この記事では、広報担当者向けに、新規開拓を担う営業パーソンが日々挑む、新規のお客様との商談を優位に進めるための営業ツール「アプローチブック」作成ガイドをわかりやすく解説します。
目 次
1. アプローチブックとは?
2. 掲載するコンテンツの構成
3. ビジュアルデザイン
4. 商談相手に応じた見せ方
5. 外部業者に依頼するときの注意点
アプローチブックとは?
商談の初対面で最大の印象を残すために、アプローチブックは金科玉条のような存在です。これは、単なる自社紹介や製品カタログを超えた、信頼構築のための戦略的な商談用の営業ツールです。
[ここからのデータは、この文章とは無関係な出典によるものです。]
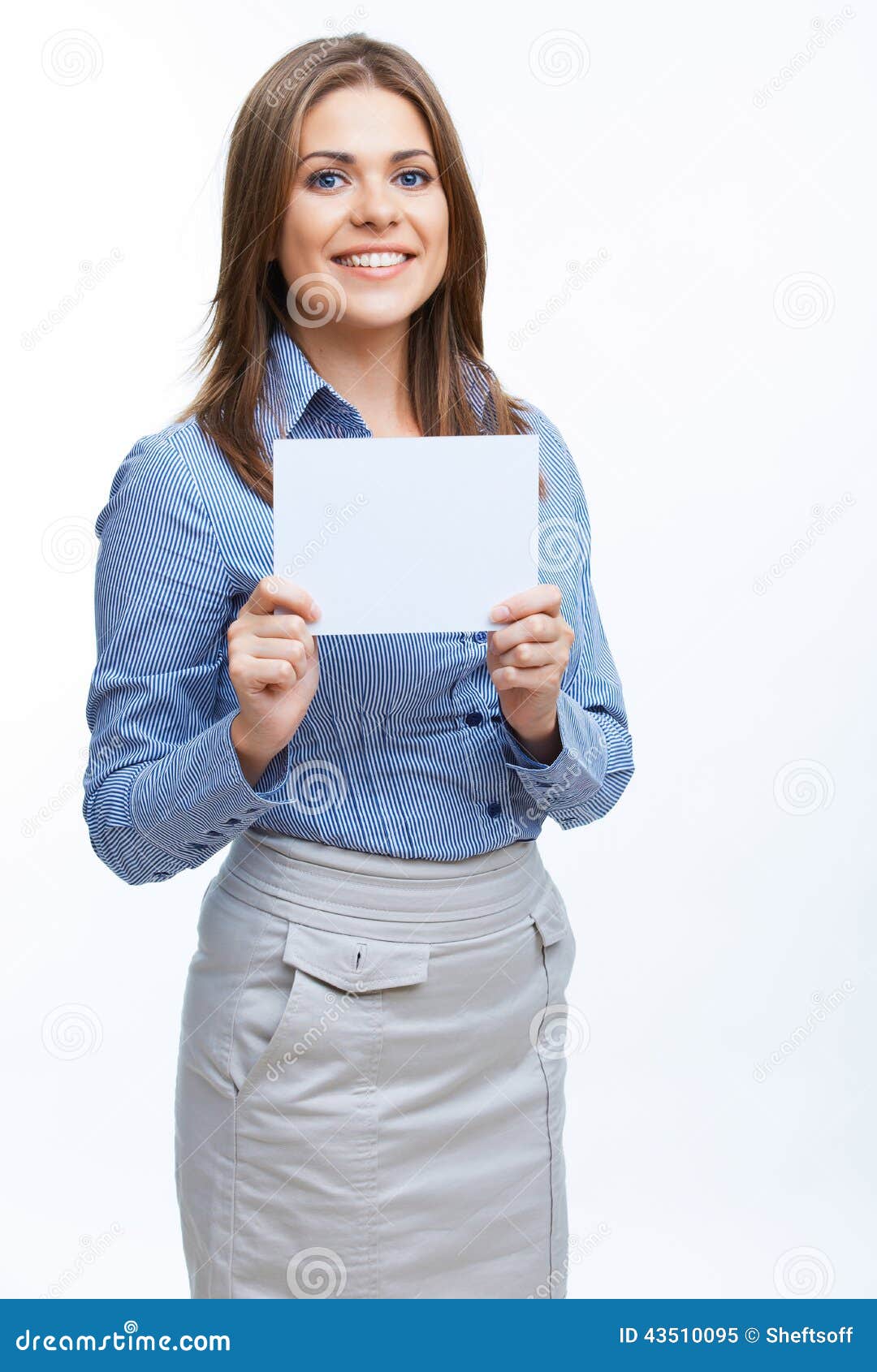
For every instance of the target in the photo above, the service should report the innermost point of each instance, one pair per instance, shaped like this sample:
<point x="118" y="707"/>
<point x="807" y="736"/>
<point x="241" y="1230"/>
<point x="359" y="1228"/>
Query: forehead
<point x="369" y="123"/>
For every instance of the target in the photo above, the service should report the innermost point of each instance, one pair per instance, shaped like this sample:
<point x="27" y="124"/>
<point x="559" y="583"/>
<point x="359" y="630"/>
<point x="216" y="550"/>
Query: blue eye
<point x="318" y="176"/>
<point x="416" y="172"/>
<point x="316" y="179"/>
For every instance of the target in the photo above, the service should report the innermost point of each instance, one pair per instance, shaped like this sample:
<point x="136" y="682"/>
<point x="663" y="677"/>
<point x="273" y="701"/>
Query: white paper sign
<point x="395" y="535"/>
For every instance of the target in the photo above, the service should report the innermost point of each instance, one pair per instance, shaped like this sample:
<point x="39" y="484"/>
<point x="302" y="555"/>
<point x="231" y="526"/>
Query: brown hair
<point x="250" y="296"/>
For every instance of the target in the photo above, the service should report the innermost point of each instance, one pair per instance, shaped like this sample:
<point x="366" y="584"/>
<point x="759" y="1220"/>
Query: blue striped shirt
<point x="403" y="751"/>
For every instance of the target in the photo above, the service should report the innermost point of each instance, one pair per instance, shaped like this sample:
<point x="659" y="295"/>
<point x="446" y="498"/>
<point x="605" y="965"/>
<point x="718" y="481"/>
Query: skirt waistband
<point x="339" y="888"/>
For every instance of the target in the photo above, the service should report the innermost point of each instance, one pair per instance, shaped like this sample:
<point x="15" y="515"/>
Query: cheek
<point x="302" y="238"/>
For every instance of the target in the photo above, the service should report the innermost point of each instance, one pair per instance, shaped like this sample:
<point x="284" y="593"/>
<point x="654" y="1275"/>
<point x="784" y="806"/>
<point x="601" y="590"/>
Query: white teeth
<point x="374" y="260"/>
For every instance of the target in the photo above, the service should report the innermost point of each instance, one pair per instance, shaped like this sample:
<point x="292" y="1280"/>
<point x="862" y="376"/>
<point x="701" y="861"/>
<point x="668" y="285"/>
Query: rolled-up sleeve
<point x="163" y="787"/>
<point x="596" y="762"/>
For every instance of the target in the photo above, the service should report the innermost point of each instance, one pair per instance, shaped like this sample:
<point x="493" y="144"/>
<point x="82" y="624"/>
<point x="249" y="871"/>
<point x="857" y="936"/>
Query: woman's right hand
<point x="274" y="670"/>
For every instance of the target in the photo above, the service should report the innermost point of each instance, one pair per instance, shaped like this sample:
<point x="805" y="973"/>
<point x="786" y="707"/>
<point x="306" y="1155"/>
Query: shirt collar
<point x="292" y="383"/>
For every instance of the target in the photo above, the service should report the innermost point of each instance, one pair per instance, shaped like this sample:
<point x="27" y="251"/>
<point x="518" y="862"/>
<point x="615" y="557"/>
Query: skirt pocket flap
<point x="551" y="918"/>
<point x="353" y="964"/>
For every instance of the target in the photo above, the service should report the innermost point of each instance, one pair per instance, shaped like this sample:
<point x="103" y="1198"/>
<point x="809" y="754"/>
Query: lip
<point x="374" y="274"/>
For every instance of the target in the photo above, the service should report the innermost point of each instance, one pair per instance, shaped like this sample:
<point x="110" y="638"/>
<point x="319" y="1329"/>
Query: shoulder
<point x="176" y="467"/>
<point x="566" y="494"/>
<point x="159" y="477"/>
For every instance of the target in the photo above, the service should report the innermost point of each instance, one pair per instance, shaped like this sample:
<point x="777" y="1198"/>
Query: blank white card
<point x="394" y="535"/>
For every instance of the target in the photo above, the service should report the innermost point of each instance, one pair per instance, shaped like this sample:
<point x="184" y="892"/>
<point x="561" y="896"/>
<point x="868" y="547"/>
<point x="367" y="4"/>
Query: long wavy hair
<point x="250" y="300"/>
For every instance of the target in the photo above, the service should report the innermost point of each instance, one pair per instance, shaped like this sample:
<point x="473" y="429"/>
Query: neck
<point x="368" y="368"/>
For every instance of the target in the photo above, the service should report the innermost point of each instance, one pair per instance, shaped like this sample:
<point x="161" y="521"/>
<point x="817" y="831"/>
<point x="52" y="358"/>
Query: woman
<point x="369" y="1094"/>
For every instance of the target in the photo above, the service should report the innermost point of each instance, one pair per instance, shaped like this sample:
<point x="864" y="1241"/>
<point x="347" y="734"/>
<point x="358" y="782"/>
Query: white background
<point x="714" y="380"/>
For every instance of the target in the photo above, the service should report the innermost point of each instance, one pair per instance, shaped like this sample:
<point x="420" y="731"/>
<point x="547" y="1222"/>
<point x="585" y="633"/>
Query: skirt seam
<point x="228" y="1072"/>
<point x="548" y="1135"/>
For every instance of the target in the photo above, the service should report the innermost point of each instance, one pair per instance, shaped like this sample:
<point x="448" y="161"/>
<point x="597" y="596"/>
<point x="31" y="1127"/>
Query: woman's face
<point x="367" y="183"/>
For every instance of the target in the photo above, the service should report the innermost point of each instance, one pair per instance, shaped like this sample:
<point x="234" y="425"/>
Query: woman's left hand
<point x="526" y="660"/>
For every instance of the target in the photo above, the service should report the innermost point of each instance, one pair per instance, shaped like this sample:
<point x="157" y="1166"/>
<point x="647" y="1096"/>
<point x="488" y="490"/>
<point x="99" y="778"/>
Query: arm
<point x="594" y="762"/>
<point x="163" y="785"/>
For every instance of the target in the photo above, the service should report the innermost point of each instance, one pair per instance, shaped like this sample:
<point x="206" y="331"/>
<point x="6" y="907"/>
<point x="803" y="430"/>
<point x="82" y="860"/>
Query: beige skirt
<point x="369" y="1091"/>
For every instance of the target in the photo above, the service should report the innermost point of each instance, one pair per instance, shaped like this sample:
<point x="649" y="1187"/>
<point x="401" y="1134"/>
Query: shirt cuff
<point x="577" y="773"/>
<point x="198" y="797"/>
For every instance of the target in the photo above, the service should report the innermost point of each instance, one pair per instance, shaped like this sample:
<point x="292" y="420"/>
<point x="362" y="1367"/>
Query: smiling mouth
<point x="375" y="262"/>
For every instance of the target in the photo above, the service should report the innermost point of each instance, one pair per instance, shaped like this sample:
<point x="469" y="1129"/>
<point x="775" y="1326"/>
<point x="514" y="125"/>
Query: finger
<point x="270" y="671"/>
<point x="545" y="598"/>
<point x="530" y="680"/>
<point x="274" y="592"/>
<point x="540" y="628"/>
<point x="280" y="626"/>
<point x="286" y="649"/>
<point x="529" y="654"/>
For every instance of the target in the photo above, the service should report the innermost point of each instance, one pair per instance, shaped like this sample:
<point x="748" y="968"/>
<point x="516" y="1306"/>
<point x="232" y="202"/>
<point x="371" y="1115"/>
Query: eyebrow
<point x="349" y="158"/>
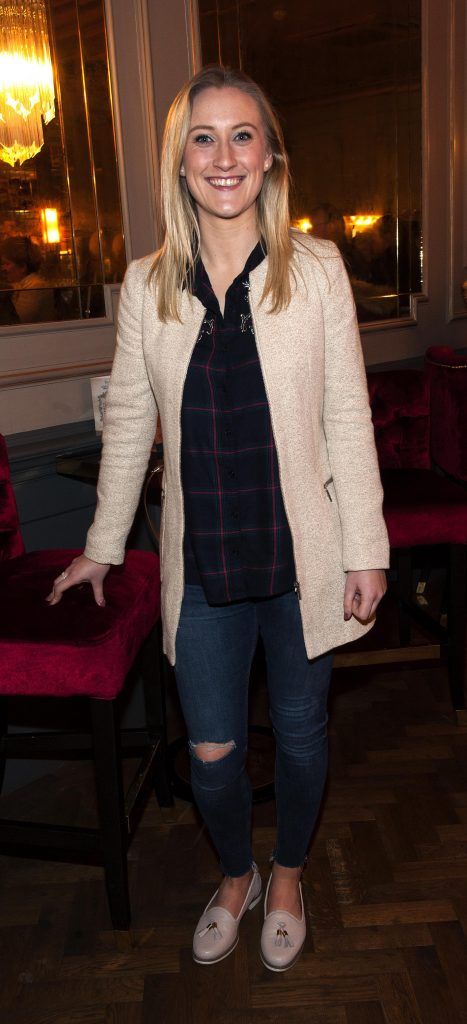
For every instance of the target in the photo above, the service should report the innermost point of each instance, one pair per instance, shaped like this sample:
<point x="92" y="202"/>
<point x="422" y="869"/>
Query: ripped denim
<point x="214" y="649"/>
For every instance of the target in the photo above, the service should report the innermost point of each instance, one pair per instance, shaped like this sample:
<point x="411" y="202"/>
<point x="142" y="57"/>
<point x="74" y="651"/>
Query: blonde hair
<point x="173" y="266"/>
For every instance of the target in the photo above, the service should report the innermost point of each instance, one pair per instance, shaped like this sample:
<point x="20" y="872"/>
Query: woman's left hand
<point x="364" y="590"/>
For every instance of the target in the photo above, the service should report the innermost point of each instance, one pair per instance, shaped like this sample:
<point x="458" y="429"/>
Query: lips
<point x="225" y="182"/>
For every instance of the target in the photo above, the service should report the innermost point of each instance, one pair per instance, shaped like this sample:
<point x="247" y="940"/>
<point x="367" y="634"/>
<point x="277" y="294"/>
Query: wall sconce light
<point x="27" y="92"/>
<point x="50" y="229"/>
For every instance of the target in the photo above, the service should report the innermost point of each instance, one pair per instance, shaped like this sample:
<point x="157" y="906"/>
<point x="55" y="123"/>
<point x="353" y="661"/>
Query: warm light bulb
<point x="50" y="230"/>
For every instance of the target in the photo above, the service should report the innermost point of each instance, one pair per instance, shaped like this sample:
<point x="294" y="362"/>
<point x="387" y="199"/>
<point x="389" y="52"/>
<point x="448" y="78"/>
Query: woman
<point x="32" y="297"/>
<point x="243" y="338"/>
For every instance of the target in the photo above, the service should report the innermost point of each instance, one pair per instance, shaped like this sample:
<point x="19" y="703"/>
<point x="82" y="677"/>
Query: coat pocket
<point x="333" y="509"/>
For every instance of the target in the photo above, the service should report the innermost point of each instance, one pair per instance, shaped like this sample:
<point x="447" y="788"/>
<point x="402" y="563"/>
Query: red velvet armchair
<point x="78" y="650"/>
<point x="421" y="506"/>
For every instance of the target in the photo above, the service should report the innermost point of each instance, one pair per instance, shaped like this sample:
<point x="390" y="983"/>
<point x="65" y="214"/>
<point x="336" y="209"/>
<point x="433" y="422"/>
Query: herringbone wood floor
<point x="385" y="889"/>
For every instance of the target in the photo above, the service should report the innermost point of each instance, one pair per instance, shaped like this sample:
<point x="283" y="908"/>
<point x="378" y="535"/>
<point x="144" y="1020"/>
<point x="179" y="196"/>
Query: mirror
<point x="60" y="223"/>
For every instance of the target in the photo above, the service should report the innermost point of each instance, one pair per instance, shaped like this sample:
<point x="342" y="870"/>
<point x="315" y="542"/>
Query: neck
<point x="227" y="243"/>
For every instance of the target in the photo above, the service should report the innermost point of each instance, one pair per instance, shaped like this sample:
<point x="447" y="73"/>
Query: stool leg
<point x="108" y="763"/>
<point x="457" y="623"/>
<point x="3" y="734"/>
<point x="404" y="563"/>
<point x="155" y="670"/>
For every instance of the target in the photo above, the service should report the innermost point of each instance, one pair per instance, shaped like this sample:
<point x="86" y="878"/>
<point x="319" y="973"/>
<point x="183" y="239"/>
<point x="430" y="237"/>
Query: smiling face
<point x="226" y="155"/>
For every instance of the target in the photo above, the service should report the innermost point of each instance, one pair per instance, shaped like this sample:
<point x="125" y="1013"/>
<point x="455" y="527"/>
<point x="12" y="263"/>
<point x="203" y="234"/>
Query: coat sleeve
<point x="348" y="427"/>
<point x="129" y="427"/>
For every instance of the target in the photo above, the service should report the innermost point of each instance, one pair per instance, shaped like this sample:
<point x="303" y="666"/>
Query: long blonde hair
<point x="172" y="268"/>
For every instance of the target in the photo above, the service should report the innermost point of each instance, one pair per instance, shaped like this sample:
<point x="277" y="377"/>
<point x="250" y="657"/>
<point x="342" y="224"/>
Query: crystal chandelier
<point x="27" y="94"/>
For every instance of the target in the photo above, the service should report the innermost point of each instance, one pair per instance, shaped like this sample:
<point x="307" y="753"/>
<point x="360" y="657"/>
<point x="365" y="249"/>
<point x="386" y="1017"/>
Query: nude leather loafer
<point x="217" y="931"/>
<point x="283" y="936"/>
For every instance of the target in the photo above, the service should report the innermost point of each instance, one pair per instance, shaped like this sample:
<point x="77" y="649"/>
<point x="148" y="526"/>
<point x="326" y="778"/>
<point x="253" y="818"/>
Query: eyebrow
<point x="243" y="124"/>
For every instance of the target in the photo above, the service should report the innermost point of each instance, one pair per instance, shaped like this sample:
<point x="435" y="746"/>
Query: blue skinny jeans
<point x="215" y="645"/>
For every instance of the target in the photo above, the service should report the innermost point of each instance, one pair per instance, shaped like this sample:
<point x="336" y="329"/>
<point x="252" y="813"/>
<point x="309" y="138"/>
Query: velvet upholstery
<point x="422" y="508"/>
<point x="10" y="538"/>
<point x="75" y="647"/>
<point x="400" y="404"/>
<point x="447" y="371"/>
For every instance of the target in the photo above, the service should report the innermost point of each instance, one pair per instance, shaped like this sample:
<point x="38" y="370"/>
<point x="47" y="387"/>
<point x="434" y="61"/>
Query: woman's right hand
<point x="82" y="569"/>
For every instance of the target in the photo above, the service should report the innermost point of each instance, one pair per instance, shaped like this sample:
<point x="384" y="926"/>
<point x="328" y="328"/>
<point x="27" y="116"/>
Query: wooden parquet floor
<point x="385" y="890"/>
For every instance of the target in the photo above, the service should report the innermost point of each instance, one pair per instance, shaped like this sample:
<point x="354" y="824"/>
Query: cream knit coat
<point x="313" y="373"/>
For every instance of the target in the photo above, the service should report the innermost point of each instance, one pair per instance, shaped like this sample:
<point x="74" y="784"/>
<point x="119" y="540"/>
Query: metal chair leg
<point x="457" y="623"/>
<point x="3" y="734"/>
<point x="108" y="764"/>
<point x="404" y="563"/>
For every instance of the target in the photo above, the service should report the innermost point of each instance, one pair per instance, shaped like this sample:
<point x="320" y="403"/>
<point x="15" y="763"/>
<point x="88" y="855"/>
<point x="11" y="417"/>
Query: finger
<point x="60" y="584"/>
<point x="98" y="594"/>
<point x="349" y="596"/>
<point x="363" y="609"/>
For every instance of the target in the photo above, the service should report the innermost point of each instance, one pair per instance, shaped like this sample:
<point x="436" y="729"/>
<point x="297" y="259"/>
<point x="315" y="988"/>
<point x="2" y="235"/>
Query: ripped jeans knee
<point x="215" y="765"/>
<point x="211" y="751"/>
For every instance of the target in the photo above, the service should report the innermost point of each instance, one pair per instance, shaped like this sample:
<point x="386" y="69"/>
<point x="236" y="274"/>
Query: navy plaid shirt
<point x="238" y="543"/>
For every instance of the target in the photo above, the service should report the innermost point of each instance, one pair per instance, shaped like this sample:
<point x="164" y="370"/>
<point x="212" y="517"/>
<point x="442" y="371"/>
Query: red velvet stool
<point x="80" y="651"/>
<point x="447" y="371"/>
<point x="422" y="508"/>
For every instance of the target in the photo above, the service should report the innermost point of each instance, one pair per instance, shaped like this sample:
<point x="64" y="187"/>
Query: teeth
<point x="224" y="182"/>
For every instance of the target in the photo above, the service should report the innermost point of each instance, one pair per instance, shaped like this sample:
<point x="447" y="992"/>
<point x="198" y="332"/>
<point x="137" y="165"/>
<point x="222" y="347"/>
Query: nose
<point x="224" y="157"/>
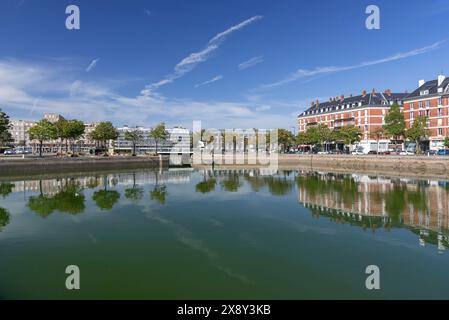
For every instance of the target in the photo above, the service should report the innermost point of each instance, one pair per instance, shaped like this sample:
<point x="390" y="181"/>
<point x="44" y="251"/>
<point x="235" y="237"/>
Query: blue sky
<point x="231" y="64"/>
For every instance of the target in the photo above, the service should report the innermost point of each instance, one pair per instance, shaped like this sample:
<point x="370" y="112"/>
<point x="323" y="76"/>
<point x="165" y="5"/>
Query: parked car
<point x="443" y="152"/>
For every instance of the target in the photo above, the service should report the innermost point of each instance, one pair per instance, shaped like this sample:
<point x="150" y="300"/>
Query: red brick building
<point x="366" y="111"/>
<point x="431" y="100"/>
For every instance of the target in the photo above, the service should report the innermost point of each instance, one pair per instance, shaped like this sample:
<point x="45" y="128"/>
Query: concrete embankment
<point x="22" y="166"/>
<point x="406" y="166"/>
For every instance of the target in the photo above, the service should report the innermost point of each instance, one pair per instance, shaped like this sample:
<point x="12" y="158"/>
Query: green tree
<point x="285" y="139"/>
<point x="159" y="133"/>
<point x="5" y="218"/>
<point x="418" y="132"/>
<point x="394" y="122"/>
<point x="5" y="125"/>
<point x="106" y="199"/>
<point x="61" y="134"/>
<point x="446" y="142"/>
<point x="103" y="132"/>
<point x="135" y="137"/>
<point x="5" y="189"/>
<point x="44" y="130"/>
<point x="75" y="129"/>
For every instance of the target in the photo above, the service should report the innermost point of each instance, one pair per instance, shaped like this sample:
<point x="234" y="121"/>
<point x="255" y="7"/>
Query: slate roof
<point x="370" y="99"/>
<point x="431" y="86"/>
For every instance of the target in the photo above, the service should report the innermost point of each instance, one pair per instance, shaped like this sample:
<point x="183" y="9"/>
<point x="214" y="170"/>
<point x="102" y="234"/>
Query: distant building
<point x="19" y="131"/>
<point x="366" y="111"/>
<point x="431" y="100"/>
<point x="178" y="141"/>
<point x="53" y="117"/>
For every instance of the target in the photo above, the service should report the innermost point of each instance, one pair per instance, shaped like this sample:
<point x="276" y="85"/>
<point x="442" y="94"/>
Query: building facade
<point x="431" y="100"/>
<point x="19" y="131"/>
<point x="366" y="111"/>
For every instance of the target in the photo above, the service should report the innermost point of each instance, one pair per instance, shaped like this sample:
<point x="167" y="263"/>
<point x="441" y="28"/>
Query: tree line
<point x="65" y="132"/>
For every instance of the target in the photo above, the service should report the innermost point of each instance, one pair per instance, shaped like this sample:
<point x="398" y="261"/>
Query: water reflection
<point x="372" y="203"/>
<point x="5" y="218"/>
<point x="69" y="199"/>
<point x="368" y="202"/>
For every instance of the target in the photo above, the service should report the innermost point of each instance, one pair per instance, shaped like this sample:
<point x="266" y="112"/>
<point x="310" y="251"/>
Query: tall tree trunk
<point x="40" y="149"/>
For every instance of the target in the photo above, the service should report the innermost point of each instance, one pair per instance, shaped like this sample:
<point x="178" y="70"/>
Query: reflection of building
<point x="420" y="205"/>
<point x="430" y="100"/>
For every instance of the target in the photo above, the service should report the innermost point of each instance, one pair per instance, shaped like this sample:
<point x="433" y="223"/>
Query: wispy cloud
<point x="251" y="62"/>
<point x="92" y="64"/>
<point x="191" y="61"/>
<point x="57" y="91"/>
<point x="304" y="73"/>
<point x="214" y="79"/>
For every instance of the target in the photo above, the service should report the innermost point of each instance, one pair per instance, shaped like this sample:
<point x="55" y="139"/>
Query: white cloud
<point x="89" y="101"/>
<point x="92" y="64"/>
<point x="214" y="79"/>
<point x="251" y="62"/>
<point x="303" y="73"/>
<point x="191" y="61"/>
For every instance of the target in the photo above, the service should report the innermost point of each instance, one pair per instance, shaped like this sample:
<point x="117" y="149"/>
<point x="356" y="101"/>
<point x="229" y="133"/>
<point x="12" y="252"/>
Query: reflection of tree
<point x="106" y="199"/>
<point x="279" y="186"/>
<point x="345" y="187"/>
<point x="135" y="193"/>
<point x="5" y="218"/>
<point x="231" y="183"/>
<point x="159" y="194"/>
<point x="207" y="185"/>
<point x="5" y="189"/>
<point x="256" y="182"/>
<point x="395" y="203"/>
<point x="69" y="200"/>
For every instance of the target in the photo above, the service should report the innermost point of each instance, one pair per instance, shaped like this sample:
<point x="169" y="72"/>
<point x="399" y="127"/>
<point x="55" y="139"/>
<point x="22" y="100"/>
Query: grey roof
<point x="431" y="86"/>
<point x="370" y="99"/>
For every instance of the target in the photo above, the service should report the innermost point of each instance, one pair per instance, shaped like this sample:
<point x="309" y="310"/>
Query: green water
<point x="183" y="234"/>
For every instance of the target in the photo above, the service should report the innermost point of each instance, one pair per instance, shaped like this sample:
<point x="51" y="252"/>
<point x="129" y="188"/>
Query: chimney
<point x="441" y="79"/>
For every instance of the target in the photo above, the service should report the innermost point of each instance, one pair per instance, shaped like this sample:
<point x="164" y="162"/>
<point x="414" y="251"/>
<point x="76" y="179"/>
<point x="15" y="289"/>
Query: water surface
<point x="183" y="234"/>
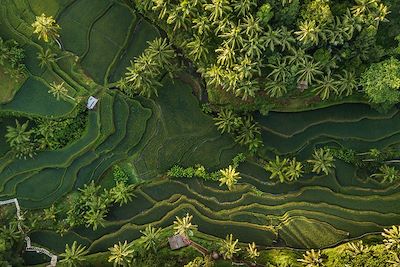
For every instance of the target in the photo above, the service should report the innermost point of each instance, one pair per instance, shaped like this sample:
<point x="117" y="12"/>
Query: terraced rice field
<point x="155" y="134"/>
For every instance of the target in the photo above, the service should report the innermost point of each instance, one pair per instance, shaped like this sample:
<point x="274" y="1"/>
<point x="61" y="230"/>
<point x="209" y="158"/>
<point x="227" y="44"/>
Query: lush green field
<point x="155" y="134"/>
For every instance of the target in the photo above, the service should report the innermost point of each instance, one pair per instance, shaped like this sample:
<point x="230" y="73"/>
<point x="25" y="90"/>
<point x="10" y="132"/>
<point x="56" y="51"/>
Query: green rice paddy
<point x="155" y="134"/>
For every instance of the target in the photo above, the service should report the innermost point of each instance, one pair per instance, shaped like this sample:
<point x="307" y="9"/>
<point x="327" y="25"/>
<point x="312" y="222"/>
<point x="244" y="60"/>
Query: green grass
<point x="33" y="98"/>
アプローチブックを手にすることで、お客様は貴社の理念や価値観、事業方針、そして何よりも商品やサービスのコンセプトを瞬時に理解していただけます。このアプローチブックは、ただの営業案内パンフレットのような印刷物を超えてで、貴社とお客様との関係を築き上げる最初の一歩となります。
理念と価値観の伝達
アプローチブックの核心は、新規のお客様との最初の商談に際してお客様が求める「貴社はどんな会社なの?」「どんな営業をするつもり?」「何を売り込もうとしているの?」といった「?」に答えて信頼感を醸成することにあります。これらの疑問に対して、自社の基本的な理念と価値観、営業方針、提供する商品・サービスのコンセプトを簡潔に伝えて共感と信頼を持ってもらう。これにより、お客様に安心して商談に望める基盤を作ります。
価値観と商品コンセプトの明確化
アプローチブックでは、特に自社の価値観と商品・サービスのコンセプトを明確に示すことが重要です。これにより、お客様は貴社がどのような価値を提供しているのか、どのような問題を解決するために存在しているのかを瞬時に理解することができます。また、貴社の提供する解決策がお客様自身のニーズや課題にどのようにマッチするかを見て取ることが可能になります。
信頼の構築と商談のスムーズな進行
アプローチブックの目的は、最終的にはお客様との信頼関係を築き、商談をスムーズに進行させることにあります。この資料を通じて、お客様は貴社の営業姿勢が自己中心的ではなく、常にお客様の立場に立って考え、行動していることを感じ取ることができます。このようにお客様の信頼を得ることは、長期的な関係構築において非常に重要な要素となります。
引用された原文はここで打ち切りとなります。